Once Gov. Gretchen Whitmer signs the funding and related bills into law, $1 billion in state revenue will go to the new Strategic Outreach and Attraction Reserve Fund. Legislative budget committees would have to approve transfers from the account to new site readiness and "critical industry" funds before the state’s economic development board could distribute grants, loans and other assistance to companies.
"Thanks to the effective collaboration of legislative leadership in both parties, our state will be competitive for every dollar and every job for years to come," the Democratic governor said in a statement. The funding legislation was approved on 25-11 and 78-25 votes in the Senate and House before lawmakers adjourned for the year.
As part of the deal, she will sign $409 million in aid for restaurants and other businesses that lost money in the pandemic. The Republican-controlled Legislature also approved a $75 million tax cut for businesses that pay taxes on nonindustrial equipment and personal property. The exemption, based on the value of the equipment, would rise from $80,000 to $180,000 per parcel.
"We are in a period where there are increasingly large opportunities that will have generational and transformative impact. This allows us to be in better position to win those deals," Quentin Messer Jr., CEO of the Michigan Economic Development Corp. and president and chair of the Michigan Strategic Fund, said of the $1 billion in incentives.
The Lansing City Council on Monday began approving local tax breaks for the proposed GM project, which could cost up to $2.5 billion and employ as many as 1,700 workers. Business leaders and lawmakers have said Michigan is in the mix for three other big deals that could be announced as soon as January.
Michigan-based automakers qualify for generous job-retention tax credits under an old economic development program, and some businesses were awarded tax incentives through a newer initiative that expired in 2019. But supporters of the new incentives say the state cannot compete with what other states are offering, despite criticism that such corporate subsidies are unfair to other companies and could be better spent on government services.

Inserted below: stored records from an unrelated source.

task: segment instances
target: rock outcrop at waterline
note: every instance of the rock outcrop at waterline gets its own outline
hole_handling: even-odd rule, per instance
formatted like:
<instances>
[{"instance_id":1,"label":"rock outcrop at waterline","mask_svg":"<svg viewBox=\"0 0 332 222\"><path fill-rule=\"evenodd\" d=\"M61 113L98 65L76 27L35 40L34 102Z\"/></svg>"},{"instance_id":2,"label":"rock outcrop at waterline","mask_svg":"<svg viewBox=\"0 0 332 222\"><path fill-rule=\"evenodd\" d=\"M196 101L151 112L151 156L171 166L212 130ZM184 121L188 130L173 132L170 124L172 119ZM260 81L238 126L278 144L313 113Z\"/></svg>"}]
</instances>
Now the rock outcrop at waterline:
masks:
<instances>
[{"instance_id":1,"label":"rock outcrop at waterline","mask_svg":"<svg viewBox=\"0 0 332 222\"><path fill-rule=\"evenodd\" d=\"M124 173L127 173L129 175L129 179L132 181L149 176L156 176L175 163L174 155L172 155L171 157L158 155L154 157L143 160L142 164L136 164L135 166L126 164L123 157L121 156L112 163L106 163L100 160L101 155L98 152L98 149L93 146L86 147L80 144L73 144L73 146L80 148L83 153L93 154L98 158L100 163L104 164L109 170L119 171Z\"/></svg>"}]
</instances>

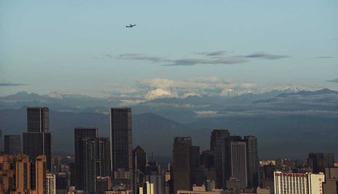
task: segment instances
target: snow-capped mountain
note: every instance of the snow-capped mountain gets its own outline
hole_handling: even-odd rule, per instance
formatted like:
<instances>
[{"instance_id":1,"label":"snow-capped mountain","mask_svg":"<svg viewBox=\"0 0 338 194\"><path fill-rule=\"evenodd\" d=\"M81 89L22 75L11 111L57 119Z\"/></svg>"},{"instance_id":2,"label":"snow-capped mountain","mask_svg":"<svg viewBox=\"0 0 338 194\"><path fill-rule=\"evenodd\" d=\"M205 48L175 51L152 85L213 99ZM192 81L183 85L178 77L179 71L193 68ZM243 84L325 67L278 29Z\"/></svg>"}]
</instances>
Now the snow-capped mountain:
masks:
<instances>
[{"instance_id":1,"label":"snow-capped mountain","mask_svg":"<svg viewBox=\"0 0 338 194\"><path fill-rule=\"evenodd\" d=\"M177 93L175 92L167 91L161 88L157 88L155 90L148 91L144 95L144 97L147 100L152 100L156 98L172 98L178 96Z\"/></svg>"},{"instance_id":2,"label":"snow-capped mountain","mask_svg":"<svg viewBox=\"0 0 338 194\"><path fill-rule=\"evenodd\" d=\"M81 94L62 94L56 92L52 92L50 93L43 95L43 96L59 100L65 99L78 99L90 98L90 96Z\"/></svg>"},{"instance_id":3,"label":"snow-capped mountain","mask_svg":"<svg viewBox=\"0 0 338 194\"><path fill-rule=\"evenodd\" d=\"M233 89L224 88L221 91L216 93L215 95L222 97L232 97L252 93L254 93L253 92L250 90L238 91L236 91Z\"/></svg>"},{"instance_id":4,"label":"snow-capped mountain","mask_svg":"<svg viewBox=\"0 0 338 194\"><path fill-rule=\"evenodd\" d=\"M197 96L198 97L201 97L206 94L207 92L203 91L201 91L200 92L198 93L195 92L185 93L184 94L181 96L181 98L182 99L185 99L189 96Z\"/></svg>"}]
</instances>

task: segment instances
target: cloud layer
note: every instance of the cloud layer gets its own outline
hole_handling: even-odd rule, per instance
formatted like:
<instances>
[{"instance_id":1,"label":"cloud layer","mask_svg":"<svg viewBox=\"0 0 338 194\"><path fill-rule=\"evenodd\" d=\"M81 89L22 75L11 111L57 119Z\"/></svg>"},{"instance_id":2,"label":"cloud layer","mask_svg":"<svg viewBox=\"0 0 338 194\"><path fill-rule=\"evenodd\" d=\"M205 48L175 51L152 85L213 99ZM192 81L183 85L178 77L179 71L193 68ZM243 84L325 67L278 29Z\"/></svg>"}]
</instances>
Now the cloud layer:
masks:
<instances>
[{"instance_id":1,"label":"cloud layer","mask_svg":"<svg viewBox=\"0 0 338 194\"><path fill-rule=\"evenodd\" d=\"M28 84L20 84L18 83L0 83L1 86L27 86Z\"/></svg>"}]
</instances>

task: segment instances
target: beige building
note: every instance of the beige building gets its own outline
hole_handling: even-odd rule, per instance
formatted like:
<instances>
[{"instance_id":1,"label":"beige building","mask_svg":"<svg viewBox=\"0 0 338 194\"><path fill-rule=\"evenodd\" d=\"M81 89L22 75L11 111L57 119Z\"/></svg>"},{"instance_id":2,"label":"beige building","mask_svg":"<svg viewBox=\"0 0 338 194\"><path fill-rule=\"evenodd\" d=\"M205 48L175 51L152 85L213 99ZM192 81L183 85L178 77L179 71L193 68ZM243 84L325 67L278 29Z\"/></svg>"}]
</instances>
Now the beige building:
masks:
<instances>
[{"instance_id":1,"label":"beige building","mask_svg":"<svg viewBox=\"0 0 338 194\"><path fill-rule=\"evenodd\" d=\"M55 175L52 174L46 174L46 194L55 194L56 193L56 186L55 182Z\"/></svg>"},{"instance_id":2,"label":"beige building","mask_svg":"<svg viewBox=\"0 0 338 194\"><path fill-rule=\"evenodd\" d=\"M222 194L223 191L221 189L214 189L212 191L206 191L205 186L202 185L201 187L193 186L192 191L178 190L177 194Z\"/></svg>"},{"instance_id":3,"label":"beige building","mask_svg":"<svg viewBox=\"0 0 338 194\"><path fill-rule=\"evenodd\" d=\"M275 194L323 194L324 173L273 173Z\"/></svg>"}]
</instances>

Talks about boosting incentives had been underway but intensified in recent months after Ford Motor Co. announced plans to build an electric vehicle assembly plant and three battery factories in Kentucky and Tennessee.
"The Ford announcement felt like a punch in the nose. ... Michiganders have always responded to every punch with a more forceful counterpunch," Messer told The Associated Press.
Opponents in both parties, including Democratic Rep. Cynthia Johnson of Detroit, called the incentives "corporate welfare" and said there is no guarantee that any new jobs will last in the long term.
"Why do the wheels turn so fast for corporate America? When they come in here and they demand something, they get it like that," said Democratic Sen. Jeff Irwin of Ann Arbor. "What about the people who are suffering in silence with mental illness? What about the people sleeping on the street? What about the small businesses who are trying to figure how (to) pay for health care?"
But Sen. Ken Horn, a Frankenmuth Republican, said residents are counting on Michigan to be prepared for the auto industry’s shift from internal combustion engines to zero emission electric power.
"This is our opportunity to make a difference. This is money well spent," he said, saying the incentives will give Michigan a "better than 50-50 shot" at securing all four "serious" projects on the table, including another auto-related deal.
The grants for pandemic-afflicted businesses — to be funded with federal discretionary pandemic aid — and the tax cut were welcomed by groups representing small businesses. Grants to qualifying businesses will be tied to what they paid in 2020 for property taxes or rent, unemployment insurance taxes and liquor fees, inspection fees and other fees.
Critics questioned the tax reduction’s effect on municipalities.
"By repealing this tax in perpetuity with no replacement to local communities beyond the first year, you are directly defunding the money that goes toward public safety," said Sen. Jeremy Moss, a Southfield Democrat.
Republican Senate Majority Leader Mike Shirkey pledged to work to devise a permanent funding solution over the next year.